Celecoxib (cancer chemoprevention context — APC duodenal polyposis)
Deterministic view of the source YAML entity. Clinical authority remains with the cited source IDs and reviewer sign-off state.
| ID | DRUG-CELECOXIB-CHEMOPREVENTION |
|---|---|
| Type | Drug |
| Aliases | CelebrexCelecoxib (cancer chemoprevention)Целекоксиб (хіміопрофілактика раку — поліпоз APC) |
| Status | reviewed 2026-05-18 | pending_clinical_signoff |
| Diseases | None declared |
| Sources | SRC-NCCN-COLON-2025 SRC-USPSTF-CRC-2021 |
Drug Facts
| Class | COX-2 selective non-steroidal anti-inflammatory drug (coxib) |
|---|---|
| Mechanism | Selective inhibitor of cyclooxygenase-2 (COX-2; ~10-20-fold selectivity over COX-1 at therapeutic concentrations), suppressing prostaglandin- driven inflammation, proliferation, and angiogenesis with relatively spared platelet COX-1 (no antiplatelet effect at standard doses) and reduced gastric mucosal COX-1 (less GI bleeding than non-selective NSAIDs). Cancer-prevention rationale: COX-2 is upregulated in adenomas and many tumors; inhibition reduces PGE2-driven proliferation and immune escape. In FAP, celecoxib reduced duodenal polyp burden (Steinbach NEJM 2000) — formerly FDA-approved for FAP-related polyposis (orphan designation), withdrawn 2011 by sponsor after post-marketing study did not confirm benefit. |
| Typical dosing | FAP duodenal polyposis chemoprevention (historical FDA indication pre-2011): 400 mg PO BID (= 800 mg/day). Adjunct to surveillance endoscopy and polypectomy — not a replacement. General CV-risk caveat: lowest effective dose for shortest duration. Take with food; avoid in CrCl <30 mL/min, severe hepatic impairment.
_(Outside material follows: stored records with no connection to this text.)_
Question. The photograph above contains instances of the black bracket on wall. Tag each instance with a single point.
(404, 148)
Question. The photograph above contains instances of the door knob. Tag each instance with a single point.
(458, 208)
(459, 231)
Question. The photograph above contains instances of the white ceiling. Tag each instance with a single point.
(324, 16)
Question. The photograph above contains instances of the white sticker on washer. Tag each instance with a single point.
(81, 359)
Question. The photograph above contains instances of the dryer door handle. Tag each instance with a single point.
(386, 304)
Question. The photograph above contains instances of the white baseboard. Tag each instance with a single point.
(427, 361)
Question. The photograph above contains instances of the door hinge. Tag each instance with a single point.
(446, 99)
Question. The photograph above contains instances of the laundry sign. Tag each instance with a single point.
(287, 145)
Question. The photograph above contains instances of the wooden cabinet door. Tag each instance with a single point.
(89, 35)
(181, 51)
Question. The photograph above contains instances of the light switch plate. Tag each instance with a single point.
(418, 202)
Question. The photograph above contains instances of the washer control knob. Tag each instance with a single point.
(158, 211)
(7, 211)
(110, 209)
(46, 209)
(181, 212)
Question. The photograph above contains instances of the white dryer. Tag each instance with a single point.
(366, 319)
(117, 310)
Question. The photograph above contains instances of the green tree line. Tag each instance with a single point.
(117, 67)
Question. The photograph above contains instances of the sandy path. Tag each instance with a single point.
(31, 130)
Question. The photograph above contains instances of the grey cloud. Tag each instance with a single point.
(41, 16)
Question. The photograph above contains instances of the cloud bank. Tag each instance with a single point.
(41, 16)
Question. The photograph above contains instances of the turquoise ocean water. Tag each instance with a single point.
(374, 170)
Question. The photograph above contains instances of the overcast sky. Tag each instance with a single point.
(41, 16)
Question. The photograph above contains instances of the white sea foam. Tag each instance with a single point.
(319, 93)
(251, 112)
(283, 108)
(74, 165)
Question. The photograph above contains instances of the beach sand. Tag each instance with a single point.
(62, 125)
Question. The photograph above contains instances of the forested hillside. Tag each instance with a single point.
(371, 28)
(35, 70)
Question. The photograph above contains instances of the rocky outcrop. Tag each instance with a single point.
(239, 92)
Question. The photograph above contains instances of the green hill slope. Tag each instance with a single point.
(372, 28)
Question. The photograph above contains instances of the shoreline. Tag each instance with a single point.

CYP2C9 poor metabolizers — consider half dose. |
| Ukraine registered | True |
| NSZU reimbursed | False |
| Ukraine last verified | 2026-05-18 |
Warnings
- Cardiovascular thrombotic events (MI, stroke) — increased risk with all NSAIDs including COX-2 selective; contraindicated in CABG perioperative period
- GI bleeding, ulceration, perforation — risk lower than non-selective NSAIDs but not absent; can occur without warning
Notes
STUB — v0.2 chemoprevention-workstream authoring; pending two-Clinical- Co-Lead signoff per CHARTER §6.1 dev-mode. ORPHAN / HISTORICAL FAP indication. Celecoxib was FDA-approved (1999) for reducing duodenal polyp number in FAP based on Steinbach NEJM 2000 (6-month, 28% polyp burden reduction at 400 mg BID); approval withdrawn at sponsor request in 2011 after PreSAP/APC trials showed CV-risk signal outweighed benefit in adenoma-prevention populations. NCCN Genetic Familial High-Risk Assessment guidelines retain celecoxib as adjunct option in selected FAP patients (post-colectomy surveillance, retained rectum, duodenal disease) under specialist hereditary-CRC team. Engine should NOT auto-recommend; reserved for specialist hereditary- cancer center management with explicit CV risk discussion. Strict ASA / sulfa allergy screen.
Used By
No reverse references found in the YAML corpus.